Autores como Lisa Miller, David Rosmarin o Harold Koenig han reclamado la espiritualidad no como un anexo más, sino como el eje central de la intervención psicoterapéutica. Incluso en el contexto hospitalario, con protocolos estrictos y tiempo escaso, un pequeño gesto de apertura puede marcar la diferencia entre la aplicación aislada de la técnica y el acompañamiento verdadero. Preguntar al paciente cómo encuentra fortaleza en medio de la enfermedad, o abrir espacios para hablar de aquello que aporta sentido a su vida —su fe, su familia o su causa personal—, pueden transformar una entrevista clínica rutinaria en un encuentro reparador, donde la esperanza y la conexión son las verdaderas variables de cambio. Formar a los nuevos psicólogos y psiquiatras en competencias básicas como la exploración del sentido, la comprensión del lenguaje religioso o la expresión libre de inquietudes trascendentes no es una excentricidad; es una urgencia.
La pandemia puso de manifiesto las debilidades colectivas de nuestras sociedades, pero también ha descubierto las costuras del marco biomédico.
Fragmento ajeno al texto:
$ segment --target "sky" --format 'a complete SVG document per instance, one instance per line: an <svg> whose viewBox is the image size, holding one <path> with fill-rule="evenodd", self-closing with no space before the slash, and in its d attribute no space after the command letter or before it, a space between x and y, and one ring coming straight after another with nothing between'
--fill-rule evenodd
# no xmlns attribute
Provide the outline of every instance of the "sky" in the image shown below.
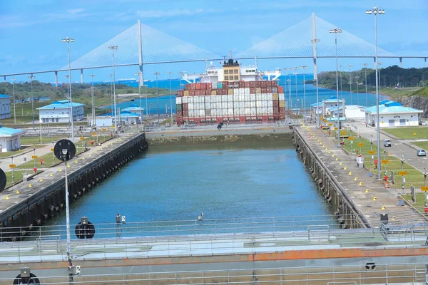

Cuando un psicólogo se encuentra con un paciente angustiado por ideas suicidas, ¿será capaz de preguntarle por sus creencias más profundas? ¿Podrá bajar con él hasta la fuente última del malestar? ¿Le ayudará con el sufrimiento de una vida sin sentido? Ojalá los profesionales no se escuden más en ese acuerdo no escrito, en ese divorcio innecesario entre ciencia y espiritualidad.